Sowing of freshly harvested seeds is carried out under winter or cold stratification is carried out for them for 3-4 months. Seedlings develop quite slowly and achieve a decorative effect only for 4-5 years of life.
Hosta from a test tube
Separately, I would like to tell you about the most modern and effective method of vegetative reproduction Hosta, used on an industrial scale by specialized nurseries. “InVitro”, literally translated from Latin — “in glass”: such plants are grown in test tubes. This method allows you to multiply and put on the market large batches of the same variety in a short time.
To date, two methods of propagation “InVitro” are used in the production of planting material: microclonal and meristem.
In the microclonal method of reproduction, a shoot separated from the parent plant or even a Bud is placed on an artificial environment, providing the desired temperature and light conditions, while constantly maintaining a certain humidity. After a few weeks, the grown plants adapt to the new conditions, and they can again be divided into cuttings or buds and re-planted for propagation in test tubes.
The microclonal method of reproduction allows you to get tens and hundreds of thousands of plants from a single Bud or shoot of a mother plant year-round and in the shortest possible time. A significant disadvantage of this method of reproduction is the spread of dangerous Hosta virus diseases, which, unfortunately, does not happen so rarely.

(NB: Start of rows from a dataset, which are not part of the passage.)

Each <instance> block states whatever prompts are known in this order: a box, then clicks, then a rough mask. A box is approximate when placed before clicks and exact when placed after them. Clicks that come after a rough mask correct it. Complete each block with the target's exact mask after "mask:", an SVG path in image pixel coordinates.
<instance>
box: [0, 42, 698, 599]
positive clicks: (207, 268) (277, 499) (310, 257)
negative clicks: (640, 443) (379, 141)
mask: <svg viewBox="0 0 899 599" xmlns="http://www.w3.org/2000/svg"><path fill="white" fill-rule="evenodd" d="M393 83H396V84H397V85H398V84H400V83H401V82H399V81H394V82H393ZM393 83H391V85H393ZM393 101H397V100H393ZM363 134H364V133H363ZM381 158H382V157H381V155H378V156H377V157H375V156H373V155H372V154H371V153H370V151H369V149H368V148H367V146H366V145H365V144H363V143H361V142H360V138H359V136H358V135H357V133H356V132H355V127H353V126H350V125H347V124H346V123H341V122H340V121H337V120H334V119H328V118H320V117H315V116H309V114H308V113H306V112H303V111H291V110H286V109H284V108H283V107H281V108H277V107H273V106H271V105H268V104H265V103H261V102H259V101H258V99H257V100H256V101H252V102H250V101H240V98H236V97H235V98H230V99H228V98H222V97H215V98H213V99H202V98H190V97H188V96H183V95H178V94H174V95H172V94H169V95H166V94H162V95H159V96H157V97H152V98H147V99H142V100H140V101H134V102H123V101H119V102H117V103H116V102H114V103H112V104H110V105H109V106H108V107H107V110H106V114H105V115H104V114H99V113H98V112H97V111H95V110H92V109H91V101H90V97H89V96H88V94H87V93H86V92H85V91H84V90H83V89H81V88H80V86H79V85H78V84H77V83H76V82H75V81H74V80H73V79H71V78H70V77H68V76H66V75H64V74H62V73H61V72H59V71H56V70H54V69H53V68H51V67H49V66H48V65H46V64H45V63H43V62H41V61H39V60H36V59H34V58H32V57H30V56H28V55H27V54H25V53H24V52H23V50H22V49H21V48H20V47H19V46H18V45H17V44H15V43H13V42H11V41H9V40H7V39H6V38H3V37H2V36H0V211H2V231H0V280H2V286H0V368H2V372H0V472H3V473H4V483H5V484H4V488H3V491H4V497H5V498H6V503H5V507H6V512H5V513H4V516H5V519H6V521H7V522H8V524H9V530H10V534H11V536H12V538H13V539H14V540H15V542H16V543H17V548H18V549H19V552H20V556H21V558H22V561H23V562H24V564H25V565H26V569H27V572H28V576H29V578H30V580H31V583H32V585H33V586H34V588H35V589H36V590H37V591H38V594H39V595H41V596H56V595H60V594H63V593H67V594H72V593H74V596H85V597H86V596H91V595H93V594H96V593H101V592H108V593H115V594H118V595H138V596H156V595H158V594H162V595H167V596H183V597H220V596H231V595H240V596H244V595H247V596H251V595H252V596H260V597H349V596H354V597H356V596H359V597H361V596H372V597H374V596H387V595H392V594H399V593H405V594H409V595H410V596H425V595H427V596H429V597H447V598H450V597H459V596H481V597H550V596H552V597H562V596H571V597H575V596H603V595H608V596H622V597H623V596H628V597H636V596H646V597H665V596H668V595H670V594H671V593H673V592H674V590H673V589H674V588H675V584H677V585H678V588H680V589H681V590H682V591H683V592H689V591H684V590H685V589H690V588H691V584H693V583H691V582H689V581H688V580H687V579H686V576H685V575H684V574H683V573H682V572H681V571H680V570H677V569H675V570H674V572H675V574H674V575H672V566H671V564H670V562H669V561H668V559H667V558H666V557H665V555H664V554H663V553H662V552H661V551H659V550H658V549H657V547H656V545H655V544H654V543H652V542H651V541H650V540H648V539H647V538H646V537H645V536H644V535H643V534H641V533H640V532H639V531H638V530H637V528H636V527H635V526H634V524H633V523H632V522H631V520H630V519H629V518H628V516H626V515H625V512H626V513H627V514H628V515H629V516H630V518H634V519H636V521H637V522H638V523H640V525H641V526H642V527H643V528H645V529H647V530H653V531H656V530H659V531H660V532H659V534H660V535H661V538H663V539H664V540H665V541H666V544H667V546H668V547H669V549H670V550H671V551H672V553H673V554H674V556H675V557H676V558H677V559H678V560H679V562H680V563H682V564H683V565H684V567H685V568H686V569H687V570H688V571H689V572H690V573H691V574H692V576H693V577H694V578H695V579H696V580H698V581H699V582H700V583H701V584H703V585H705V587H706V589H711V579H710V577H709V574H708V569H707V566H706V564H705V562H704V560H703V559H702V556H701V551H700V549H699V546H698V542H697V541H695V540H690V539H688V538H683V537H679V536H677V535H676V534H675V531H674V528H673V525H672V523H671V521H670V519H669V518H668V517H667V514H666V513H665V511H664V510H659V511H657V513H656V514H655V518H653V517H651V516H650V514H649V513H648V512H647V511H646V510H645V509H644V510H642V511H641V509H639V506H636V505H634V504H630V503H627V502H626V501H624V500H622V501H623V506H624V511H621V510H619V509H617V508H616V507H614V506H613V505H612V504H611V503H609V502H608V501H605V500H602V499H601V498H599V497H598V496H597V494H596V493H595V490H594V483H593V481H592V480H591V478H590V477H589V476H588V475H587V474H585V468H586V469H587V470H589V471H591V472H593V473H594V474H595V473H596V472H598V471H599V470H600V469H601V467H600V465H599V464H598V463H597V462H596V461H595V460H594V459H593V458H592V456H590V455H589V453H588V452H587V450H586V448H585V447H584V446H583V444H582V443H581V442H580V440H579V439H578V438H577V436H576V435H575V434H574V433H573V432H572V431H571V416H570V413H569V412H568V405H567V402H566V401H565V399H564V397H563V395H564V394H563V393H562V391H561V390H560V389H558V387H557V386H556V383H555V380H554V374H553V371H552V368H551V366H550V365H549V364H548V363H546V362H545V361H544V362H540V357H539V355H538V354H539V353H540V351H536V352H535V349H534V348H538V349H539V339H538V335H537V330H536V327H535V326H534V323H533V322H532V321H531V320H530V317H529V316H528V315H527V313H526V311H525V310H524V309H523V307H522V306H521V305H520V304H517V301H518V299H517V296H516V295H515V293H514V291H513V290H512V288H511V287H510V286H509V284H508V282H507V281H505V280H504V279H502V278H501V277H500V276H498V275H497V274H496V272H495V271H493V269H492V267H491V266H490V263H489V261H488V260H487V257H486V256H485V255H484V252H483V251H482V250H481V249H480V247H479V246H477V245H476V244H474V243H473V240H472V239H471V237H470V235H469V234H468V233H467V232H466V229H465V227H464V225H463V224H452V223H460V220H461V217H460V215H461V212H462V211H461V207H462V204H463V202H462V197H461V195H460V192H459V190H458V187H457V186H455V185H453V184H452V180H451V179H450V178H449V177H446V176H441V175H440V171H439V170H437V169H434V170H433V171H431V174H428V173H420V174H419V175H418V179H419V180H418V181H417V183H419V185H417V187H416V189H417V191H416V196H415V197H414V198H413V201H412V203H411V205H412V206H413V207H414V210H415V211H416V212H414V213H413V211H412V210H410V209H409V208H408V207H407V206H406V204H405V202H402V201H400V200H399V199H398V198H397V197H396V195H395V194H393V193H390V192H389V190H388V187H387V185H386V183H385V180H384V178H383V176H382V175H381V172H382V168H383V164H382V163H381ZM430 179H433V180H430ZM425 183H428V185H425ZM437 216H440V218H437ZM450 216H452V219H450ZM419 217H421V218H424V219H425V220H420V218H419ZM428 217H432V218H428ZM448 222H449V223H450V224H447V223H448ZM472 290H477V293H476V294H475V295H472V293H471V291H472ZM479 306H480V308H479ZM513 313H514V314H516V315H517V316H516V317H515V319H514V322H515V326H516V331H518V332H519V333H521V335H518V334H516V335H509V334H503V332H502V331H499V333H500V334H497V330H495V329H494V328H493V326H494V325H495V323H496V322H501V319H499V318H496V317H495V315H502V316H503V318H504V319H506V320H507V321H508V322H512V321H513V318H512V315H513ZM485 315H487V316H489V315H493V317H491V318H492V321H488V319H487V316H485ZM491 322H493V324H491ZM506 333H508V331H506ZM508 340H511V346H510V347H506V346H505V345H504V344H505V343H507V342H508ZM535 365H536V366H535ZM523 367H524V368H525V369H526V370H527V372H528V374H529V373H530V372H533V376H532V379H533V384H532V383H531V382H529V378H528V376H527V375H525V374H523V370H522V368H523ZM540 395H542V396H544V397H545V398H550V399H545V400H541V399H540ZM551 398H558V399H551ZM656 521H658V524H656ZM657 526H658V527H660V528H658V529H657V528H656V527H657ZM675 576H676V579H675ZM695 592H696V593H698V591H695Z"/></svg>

Meristem propagation, or tissue culture method, is used to heal the mother plant from viral infection and other dangerous diseases. Cells located in the deepest part of the kidneys are called meristem cells, and the presence of viruses and other diseases is minimal.
After special health-improving procedures, fragments of meristem tissue are extracted under a microscope and placed on artificial environments where cells give life to new plants. Each of these plants is subjected to the most complex analyses to detect viral infection, at the slightest suspicion, a cull is carried out and only from healthy plants clones are selected for further reproduction.
Unfortunately, and contrary to popular belief, not always produced by such methods of reproduction “InVitro” plants retain 100% varietal characteristics of the Queen. Some components of artificial environments can cause inherited changes in cells. Sometimes a clone is so different from the parent plant that such a beautiful mutant is assigned the status of a new variety.
Such a story, for example, happened with the famous and very popular variety ‘June’, obtained by microclonal propagation of Hosta ‘Halcyon’. Therefore, the mandatory stage of this method of propagation is to check the plants for varietal purity. Unfortunately, some firms neglect this stage of verification, rushing to distribute new varieties as quickly as possible and pursuing purely commercial interests.
Buy varietal Hosta, propagated by the “InVitro” method, in a vegetative state with fully expanded leaves and a closed root system — then you can compare the plants with the original varieties as accurately as possible.